NOT_SERVING: The stream is closed or the data plane has not yet been created. The control plane won’t push snapshots to a NOT_SERVING endpoint.

The data plane queries the control plane’s health service at startup and periodically during operation. If the control plane reports NOT_SERVING (for example, during a leader election in multi-replica deployments), the data plane backs off and retries. This prevents a data plane from hammering an unready control plane.

Health check responses are lightweight (single RPC per check) and consume negligible bandwidth compared to the snapshot stream. The default gRPC health check interval is 5 seconds.

Troubleshooting

Connection refused

If the data plane logs connection refused on startup, check that the control plane’s gRPC server is listening on the expected port. Verify the controlPlaneAddr in the data plane config matches the control plane’s --grpc-port flag. Also confirm no firewall or network policy is blocking the port between the data plane and control plane.

TLS handshake failure

A TLS handshake failure typically means mismatched certificates. Check that xdsTransport.caCertPath points to the CA that signed the control plane’s certificate. For mTLS setups, ensure xdsTransport.clientCertPath and xdsTransport.clientKeyPath are both set and that the control plane trusts the client CA. Use openssl s_client -connect <cp-host>:<grpc-port> to test the TLS handshake manually.

NACK loop

If the data plane repeatedly NACKs the same snapshot, check the data plane version against the control plane version. A version mismatch is the most common cause: newer control planes may emit xDS resources the older data plane does not understand. Other causes include malformed Gateway API resources (check kubectl describe for validation errors) or resource type conflicts (two HTTPRoutes claiming the same hostname with incompatible settings).

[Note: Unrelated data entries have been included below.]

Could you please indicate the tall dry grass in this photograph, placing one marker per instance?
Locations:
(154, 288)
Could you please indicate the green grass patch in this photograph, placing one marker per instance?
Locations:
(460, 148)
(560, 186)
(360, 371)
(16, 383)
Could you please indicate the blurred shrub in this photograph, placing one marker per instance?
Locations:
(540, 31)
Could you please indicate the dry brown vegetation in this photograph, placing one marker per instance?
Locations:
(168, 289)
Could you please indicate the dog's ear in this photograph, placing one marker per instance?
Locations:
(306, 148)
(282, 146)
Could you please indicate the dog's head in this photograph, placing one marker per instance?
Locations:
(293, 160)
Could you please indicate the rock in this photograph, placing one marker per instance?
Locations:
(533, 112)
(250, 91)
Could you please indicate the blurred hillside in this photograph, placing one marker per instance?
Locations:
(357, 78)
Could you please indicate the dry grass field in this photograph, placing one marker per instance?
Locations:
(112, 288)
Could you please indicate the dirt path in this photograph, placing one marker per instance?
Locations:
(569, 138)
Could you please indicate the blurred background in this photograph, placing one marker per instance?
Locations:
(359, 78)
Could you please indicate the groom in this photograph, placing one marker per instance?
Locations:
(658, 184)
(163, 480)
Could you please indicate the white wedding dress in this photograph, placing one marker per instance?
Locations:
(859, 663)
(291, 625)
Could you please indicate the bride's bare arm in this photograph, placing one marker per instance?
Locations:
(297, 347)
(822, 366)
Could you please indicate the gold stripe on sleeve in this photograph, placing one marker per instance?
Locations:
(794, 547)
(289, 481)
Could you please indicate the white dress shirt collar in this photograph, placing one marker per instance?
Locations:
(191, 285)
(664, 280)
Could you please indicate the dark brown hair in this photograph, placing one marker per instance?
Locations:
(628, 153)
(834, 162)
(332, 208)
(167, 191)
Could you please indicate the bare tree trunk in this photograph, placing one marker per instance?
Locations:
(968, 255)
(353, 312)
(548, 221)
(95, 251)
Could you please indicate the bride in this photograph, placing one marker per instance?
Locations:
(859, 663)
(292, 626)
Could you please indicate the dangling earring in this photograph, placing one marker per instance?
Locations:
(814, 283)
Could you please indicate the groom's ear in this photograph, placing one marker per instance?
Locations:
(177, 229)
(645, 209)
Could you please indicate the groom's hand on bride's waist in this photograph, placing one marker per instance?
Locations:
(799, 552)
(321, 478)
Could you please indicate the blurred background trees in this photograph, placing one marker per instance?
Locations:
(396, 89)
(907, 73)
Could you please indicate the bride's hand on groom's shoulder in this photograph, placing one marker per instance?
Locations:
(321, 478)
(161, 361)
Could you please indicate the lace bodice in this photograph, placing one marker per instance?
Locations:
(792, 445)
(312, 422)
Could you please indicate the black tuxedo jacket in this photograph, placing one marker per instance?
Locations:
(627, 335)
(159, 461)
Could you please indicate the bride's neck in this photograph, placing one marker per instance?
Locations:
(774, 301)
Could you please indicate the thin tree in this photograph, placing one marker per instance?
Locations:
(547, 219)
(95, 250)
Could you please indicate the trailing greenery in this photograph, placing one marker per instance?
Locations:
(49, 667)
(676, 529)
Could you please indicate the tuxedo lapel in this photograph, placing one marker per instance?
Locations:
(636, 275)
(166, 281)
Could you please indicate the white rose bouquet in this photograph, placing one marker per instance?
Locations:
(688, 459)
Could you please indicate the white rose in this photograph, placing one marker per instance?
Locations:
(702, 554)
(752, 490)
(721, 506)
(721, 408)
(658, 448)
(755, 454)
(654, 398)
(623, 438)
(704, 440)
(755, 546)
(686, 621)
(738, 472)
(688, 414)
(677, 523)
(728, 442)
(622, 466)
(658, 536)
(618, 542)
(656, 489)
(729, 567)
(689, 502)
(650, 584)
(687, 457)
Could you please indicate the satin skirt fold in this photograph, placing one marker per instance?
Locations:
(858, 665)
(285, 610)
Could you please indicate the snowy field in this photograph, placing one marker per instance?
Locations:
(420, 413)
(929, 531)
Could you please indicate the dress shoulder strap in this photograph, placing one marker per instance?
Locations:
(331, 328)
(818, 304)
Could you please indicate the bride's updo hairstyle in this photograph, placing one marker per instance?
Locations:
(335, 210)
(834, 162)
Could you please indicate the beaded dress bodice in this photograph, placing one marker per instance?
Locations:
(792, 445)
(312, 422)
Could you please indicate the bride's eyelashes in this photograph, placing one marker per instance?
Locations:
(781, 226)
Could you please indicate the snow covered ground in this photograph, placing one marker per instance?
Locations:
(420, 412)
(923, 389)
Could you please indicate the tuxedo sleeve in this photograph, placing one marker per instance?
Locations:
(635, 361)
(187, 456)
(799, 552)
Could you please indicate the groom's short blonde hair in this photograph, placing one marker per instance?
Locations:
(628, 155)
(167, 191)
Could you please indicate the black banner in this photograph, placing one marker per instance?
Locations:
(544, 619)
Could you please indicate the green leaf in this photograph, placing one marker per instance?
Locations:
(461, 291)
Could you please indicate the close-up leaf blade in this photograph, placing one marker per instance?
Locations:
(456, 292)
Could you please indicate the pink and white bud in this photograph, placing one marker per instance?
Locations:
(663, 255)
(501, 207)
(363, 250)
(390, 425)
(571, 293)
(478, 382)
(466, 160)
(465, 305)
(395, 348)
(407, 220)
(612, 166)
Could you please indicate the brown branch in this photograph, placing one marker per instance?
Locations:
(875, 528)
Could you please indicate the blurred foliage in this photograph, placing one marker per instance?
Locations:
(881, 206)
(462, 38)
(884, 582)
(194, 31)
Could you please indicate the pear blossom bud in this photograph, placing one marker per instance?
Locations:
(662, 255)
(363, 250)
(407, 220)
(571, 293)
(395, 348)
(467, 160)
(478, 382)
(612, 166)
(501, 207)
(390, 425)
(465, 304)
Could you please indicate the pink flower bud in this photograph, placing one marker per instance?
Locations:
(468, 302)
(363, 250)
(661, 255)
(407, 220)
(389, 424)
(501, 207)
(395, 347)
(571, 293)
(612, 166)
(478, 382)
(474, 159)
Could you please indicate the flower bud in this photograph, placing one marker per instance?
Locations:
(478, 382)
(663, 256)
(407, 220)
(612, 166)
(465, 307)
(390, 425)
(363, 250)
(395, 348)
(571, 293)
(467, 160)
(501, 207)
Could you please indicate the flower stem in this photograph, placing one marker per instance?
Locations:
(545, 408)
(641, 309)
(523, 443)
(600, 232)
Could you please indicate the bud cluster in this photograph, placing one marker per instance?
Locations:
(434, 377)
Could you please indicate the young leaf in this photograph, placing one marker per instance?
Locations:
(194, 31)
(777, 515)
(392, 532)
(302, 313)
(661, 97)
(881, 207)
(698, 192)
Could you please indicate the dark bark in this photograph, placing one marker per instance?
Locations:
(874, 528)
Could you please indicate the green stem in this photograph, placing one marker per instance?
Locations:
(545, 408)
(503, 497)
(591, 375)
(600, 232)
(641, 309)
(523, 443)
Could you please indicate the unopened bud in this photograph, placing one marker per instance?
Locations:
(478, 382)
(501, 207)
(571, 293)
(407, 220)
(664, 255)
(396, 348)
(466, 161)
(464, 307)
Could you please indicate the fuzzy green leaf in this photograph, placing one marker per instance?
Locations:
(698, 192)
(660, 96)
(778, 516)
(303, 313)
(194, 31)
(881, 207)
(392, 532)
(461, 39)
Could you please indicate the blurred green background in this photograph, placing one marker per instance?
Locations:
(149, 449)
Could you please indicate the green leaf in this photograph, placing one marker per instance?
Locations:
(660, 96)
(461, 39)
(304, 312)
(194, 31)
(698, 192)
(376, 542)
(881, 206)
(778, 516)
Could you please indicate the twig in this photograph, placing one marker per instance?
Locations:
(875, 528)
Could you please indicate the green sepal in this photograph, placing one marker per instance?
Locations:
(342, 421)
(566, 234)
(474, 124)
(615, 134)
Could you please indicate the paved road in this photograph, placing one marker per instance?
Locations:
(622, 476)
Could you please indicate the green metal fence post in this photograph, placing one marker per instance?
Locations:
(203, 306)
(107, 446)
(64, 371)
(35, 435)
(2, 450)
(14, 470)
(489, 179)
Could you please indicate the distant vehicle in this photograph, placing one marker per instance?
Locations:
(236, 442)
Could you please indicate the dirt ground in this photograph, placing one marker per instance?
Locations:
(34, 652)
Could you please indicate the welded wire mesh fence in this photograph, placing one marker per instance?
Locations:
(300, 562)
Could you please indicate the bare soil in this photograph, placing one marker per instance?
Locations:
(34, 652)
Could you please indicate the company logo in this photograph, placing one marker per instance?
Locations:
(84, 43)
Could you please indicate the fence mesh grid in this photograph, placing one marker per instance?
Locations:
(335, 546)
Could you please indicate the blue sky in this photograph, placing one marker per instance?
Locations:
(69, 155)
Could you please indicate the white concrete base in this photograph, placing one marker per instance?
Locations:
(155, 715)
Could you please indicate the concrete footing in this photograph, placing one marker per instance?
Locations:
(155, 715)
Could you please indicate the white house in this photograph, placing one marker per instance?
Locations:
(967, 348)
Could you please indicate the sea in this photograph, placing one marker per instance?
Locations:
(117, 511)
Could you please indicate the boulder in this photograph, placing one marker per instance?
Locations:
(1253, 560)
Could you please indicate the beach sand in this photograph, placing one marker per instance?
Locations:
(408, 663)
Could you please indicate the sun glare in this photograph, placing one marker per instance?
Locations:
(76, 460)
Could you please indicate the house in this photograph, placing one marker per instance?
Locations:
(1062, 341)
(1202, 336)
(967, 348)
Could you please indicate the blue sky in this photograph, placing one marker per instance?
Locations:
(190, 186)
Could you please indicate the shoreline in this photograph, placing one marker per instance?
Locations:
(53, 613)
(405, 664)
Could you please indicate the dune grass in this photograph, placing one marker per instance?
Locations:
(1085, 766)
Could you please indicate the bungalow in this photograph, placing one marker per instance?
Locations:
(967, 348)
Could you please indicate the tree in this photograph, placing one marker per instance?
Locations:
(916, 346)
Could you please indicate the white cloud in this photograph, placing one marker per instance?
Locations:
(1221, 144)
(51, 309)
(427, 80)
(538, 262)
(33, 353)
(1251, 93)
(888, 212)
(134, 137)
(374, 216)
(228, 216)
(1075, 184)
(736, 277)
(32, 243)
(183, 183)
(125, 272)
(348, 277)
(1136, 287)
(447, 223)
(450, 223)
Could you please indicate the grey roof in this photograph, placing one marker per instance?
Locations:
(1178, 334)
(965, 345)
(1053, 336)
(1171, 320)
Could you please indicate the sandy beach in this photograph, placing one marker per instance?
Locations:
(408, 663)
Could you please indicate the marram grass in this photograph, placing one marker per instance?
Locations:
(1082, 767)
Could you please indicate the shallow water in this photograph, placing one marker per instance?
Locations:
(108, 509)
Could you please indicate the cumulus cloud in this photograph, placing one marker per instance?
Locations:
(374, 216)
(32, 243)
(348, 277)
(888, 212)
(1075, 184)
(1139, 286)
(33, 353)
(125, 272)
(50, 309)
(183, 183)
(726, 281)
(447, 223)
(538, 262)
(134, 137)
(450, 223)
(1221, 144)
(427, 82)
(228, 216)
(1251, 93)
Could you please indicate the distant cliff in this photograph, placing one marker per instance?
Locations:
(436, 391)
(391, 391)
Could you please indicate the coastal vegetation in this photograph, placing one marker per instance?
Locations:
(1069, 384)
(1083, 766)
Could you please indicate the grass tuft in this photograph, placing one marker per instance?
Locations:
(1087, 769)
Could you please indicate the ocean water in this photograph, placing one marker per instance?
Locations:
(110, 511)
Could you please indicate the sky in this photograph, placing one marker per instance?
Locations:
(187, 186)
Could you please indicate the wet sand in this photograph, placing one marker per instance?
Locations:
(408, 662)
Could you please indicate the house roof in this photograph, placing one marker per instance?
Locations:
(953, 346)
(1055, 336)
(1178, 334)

After two consecutive NACKs, the control plane closes the connection. The data plane reconnects and restarts the sync from a fresh SotW snapshot. If NACKs persist after the reconnect, the resource causing the rejection must be fixed.

Stale config

If routes are not updating despite kubectl showing the correct resources, the snapshot delivery pipeline may be stuck. Check the control plane logs for snapshot send failures or ACK timeouts. Confirm the data plane has an active xDS stream (the control plane’s metrics endpoint shows connected data plane count). If the stream is alive but snapshots aren’t flowing, inspect snapshotSendTimeout and snapshotAckTimeout: values too low for the snapshot size can cause send/ack cycles that never complete.

Tuning for scale

Default keepalive and connection lifecycle settings work well for clusters with up to a few dozen data planes. For larger deployments, consider these adjustments:

Increase maxConnectionAge to 1h or higher if you have hundreds of data planes. Frequent reconnections from all data planes simultaneously can create a thundering herd on the control plane.

Reduce keepaliveTime to 10s in environments with aggressive load balancers or firewalls that drop idle connections. Shorter keepalive intervals keep NAT and firewall state tables from expiring.

Increase snapshotSendTimeout to 15s for very large configurations (thousands of routes, hundreds of backends). Serializing and transmitting a large snapshot takes time, and a short timeout can cause unnecessary retransmissions.

Set permitWithoutStream to true in blue/green deployment scenarios where new control plane instances start before data planes are migrated.